C’est également dans cet attachement à la « naturalité » que fleurissent les idées homophobes, transphobes, et les oppositions aux technologies reproductives. Contre la liberté de choisir et vivre sa sexualité, contre la liberté de disposer de son propre corps, on invoque les lois de la nature (ou les lois divines). On tombe alors dans l’« écologie intégrale », un concept apparu d’abord dans les milieux catholiques, rapidement accaparé par les branches les plus intégristes et aujourd’hui très clairement ancré en France à la droite de la droite. Ce sont en fin de compte toutes les pratiques jugées « contre nature » qui se retrouvent dans le viseur.
Fascisation de l’écologie
C’est par là que s’opère, sournoisement, la fascisation de l’écologie. Des mouvements technocritiques anarchistes deviennent ouvertement homophobes et transphobes, pendant que d’autres, décroissants, tombent dans le complotisme antiscience. Les courants plus ésotériques n’échappent pas à ce processus et représentent des espaces vulnérables à ce type de dérive.
De façon plus générale, les idées fascistes guettent les ambiguïtés des discours écologistes pour s’en emparer : la décroissance, l’attrait pour l’échelle locale ou la théorie de l’effondrement, par exemple, sont vulnérables lorsque la clarification politique manque. Un chemin pavé de bonnes intentions peut mener progressivement à des idées très éloignées de celles qu’on défend lorsqu’on s’ancre idéologiquement à gauche.
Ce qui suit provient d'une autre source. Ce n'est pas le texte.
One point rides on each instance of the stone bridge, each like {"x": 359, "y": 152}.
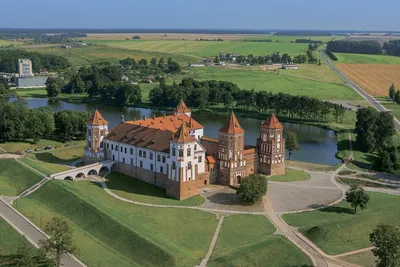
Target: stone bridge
{"x": 83, "y": 172}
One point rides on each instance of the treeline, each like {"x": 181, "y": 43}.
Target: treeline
{"x": 201, "y": 94}
{"x": 392, "y": 47}
{"x": 18, "y": 122}
{"x": 102, "y": 81}
{"x": 331, "y": 54}
{"x": 308, "y": 41}
{"x": 358, "y": 47}
{"x": 374, "y": 132}
{"x": 9, "y": 60}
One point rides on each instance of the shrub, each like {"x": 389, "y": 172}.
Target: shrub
{"x": 252, "y": 188}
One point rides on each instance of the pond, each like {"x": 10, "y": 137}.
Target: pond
{"x": 317, "y": 145}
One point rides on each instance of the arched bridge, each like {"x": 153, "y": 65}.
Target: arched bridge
{"x": 83, "y": 172}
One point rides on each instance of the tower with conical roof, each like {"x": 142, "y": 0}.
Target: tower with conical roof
{"x": 271, "y": 147}
{"x": 96, "y": 130}
{"x": 230, "y": 148}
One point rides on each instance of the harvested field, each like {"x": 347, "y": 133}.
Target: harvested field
{"x": 373, "y": 78}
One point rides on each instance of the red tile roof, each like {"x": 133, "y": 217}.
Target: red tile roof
{"x": 97, "y": 119}
{"x": 272, "y": 123}
{"x": 231, "y": 125}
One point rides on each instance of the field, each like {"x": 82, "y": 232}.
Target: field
{"x": 15, "y": 178}
{"x": 373, "y": 78}
{"x": 206, "y": 48}
{"x": 247, "y": 240}
{"x": 136, "y": 190}
{"x": 347, "y": 58}
{"x": 337, "y": 230}
{"x": 274, "y": 83}
{"x": 290, "y": 176}
{"x": 121, "y": 234}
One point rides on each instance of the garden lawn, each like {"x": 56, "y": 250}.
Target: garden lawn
{"x": 45, "y": 168}
{"x": 242, "y": 229}
{"x": 266, "y": 81}
{"x": 337, "y": 230}
{"x": 136, "y": 190}
{"x": 119, "y": 233}
{"x": 348, "y": 58}
{"x": 62, "y": 155}
{"x": 272, "y": 251}
{"x": 15, "y": 178}
{"x": 291, "y": 175}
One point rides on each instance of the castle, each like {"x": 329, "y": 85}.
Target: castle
{"x": 171, "y": 151}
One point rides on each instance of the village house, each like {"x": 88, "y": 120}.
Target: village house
{"x": 172, "y": 152}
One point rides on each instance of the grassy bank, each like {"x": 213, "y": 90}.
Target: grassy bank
{"x": 122, "y": 234}
{"x": 16, "y": 178}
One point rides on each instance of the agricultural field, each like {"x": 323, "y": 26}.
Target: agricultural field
{"x": 16, "y": 178}
{"x": 255, "y": 245}
{"x": 136, "y": 190}
{"x": 373, "y": 78}
{"x": 291, "y": 175}
{"x": 275, "y": 83}
{"x": 338, "y": 230}
{"x": 347, "y": 58}
{"x": 203, "y": 49}
{"x": 118, "y": 233}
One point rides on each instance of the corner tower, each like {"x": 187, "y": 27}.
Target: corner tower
{"x": 232, "y": 167}
{"x": 96, "y": 130}
{"x": 271, "y": 147}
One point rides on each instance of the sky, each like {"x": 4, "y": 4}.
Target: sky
{"x": 203, "y": 14}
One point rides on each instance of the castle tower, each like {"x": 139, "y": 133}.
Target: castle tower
{"x": 96, "y": 130}
{"x": 181, "y": 108}
{"x": 185, "y": 162}
{"x": 230, "y": 148}
{"x": 271, "y": 147}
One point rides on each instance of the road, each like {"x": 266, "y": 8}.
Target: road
{"x": 357, "y": 88}
{"x": 28, "y": 229}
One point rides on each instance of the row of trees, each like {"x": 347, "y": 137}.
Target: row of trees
{"x": 18, "y": 122}
{"x": 9, "y": 60}
{"x": 201, "y": 94}
{"x": 359, "y": 47}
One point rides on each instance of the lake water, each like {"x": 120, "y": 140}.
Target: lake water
{"x": 317, "y": 145}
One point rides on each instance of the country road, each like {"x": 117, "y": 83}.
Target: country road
{"x": 357, "y": 88}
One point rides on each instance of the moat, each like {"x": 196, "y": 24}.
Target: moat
{"x": 317, "y": 145}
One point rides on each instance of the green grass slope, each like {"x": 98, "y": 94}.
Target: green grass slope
{"x": 15, "y": 178}
{"x": 337, "y": 230}
{"x": 274, "y": 83}
{"x": 122, "y": 234}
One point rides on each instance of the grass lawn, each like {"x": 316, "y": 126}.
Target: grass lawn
{"x": 45, "y": 168}
{"x": 266, "y": 81}
{"x": 365, "y": 259}
{"x": 15, "y": 178}
{"x": 272, "y": 251}
{"x": 291, "y": 175}
{"x": 122, "y": 234}
{"x": 337, "y": 230}
{"x": 60, "y": 156}
{"x": 85, "y": 56}
{"x": 29, "y": 144}
{"x": 137, "y": 190}
{"x": 365, "y": 59}
{"x": 206, "y": 48}
{"x": 231, "y": 237}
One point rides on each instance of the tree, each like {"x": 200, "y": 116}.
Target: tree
{"x": 252, "y": 188}
{"x": 25, "y": 255}
{"x": 392, "y": 91}
{"x": 291, "y": 143}
{"x": 386, "y": 241}
{"x": 356, "y": 196}
{"x": 60, "y": 240}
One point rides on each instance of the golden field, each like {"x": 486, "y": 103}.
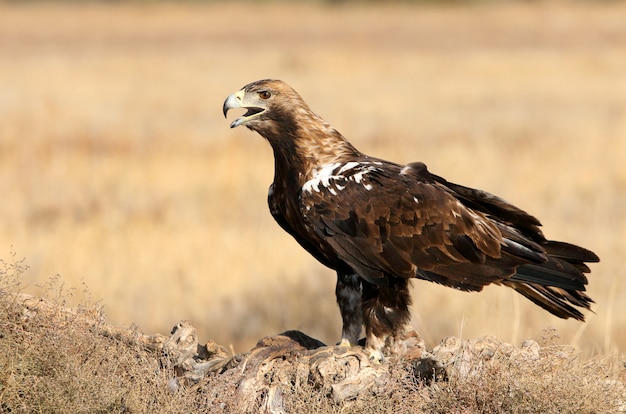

Cette fascisation de l’écologie est un processus continu, dans lequel des idées réactionnaires et haineuses infiltrent progressivement les mouvements écologistes, et qu’il faut identifier pour le combattre.
Clarifier notre écologie
Au sein des mouvements écologistes et progressistes, si l’on veut lutter contre l’avancée des idées d’extrême droite, il apparaît nécessaire de ne pas, ou plus, partir du principe que l’écologie serait par essence l’apanage de la gauche. Outre les appels à la nature évoqués précédemment, l’ampleur des ravages du capitalisme et l’urgence à agir peuvent nourrir des discours autoritaires et antidémocratiques — Antoine Dubiau parle de « brèches » dans les discours écologistes, par lesquelles s’engouffrent les idées fascistes et réactionnaires. Combler ces brèches demande d’expliciter ses valeurs progressistes et émancipatrices et de clarifier ses positions.
C’est la mise en application de ces valeurs qui permet de se prémunir du glissement vers l’écofascisme, par les alliances entre les luttes. La politologue et militante Fatima Ouassak l’exprime en ces termes : « On ne peut pas mener un projet écologiste sans mener en même temps un projet antiraciste, anticolonial et internationaliste » — et antifasciste, donc.
Il n’y a pas d’écologie « ni de droite ni de gauche », mais au contraire des écologies absolument incompatibles par la façon dont elles se traduisent dans le champ politique et dans les décisions collectives. Les personnes qui ont à cœur les idéaux démocratiques, la liberté, l’égalité et la solidarité font face à de multiples menaces. Elles ont besoin de construire ensemble un mouvement radical, pas seulement électoral, capable d’influer durablement sur la marche du monde, en prenant soin les unes des autres.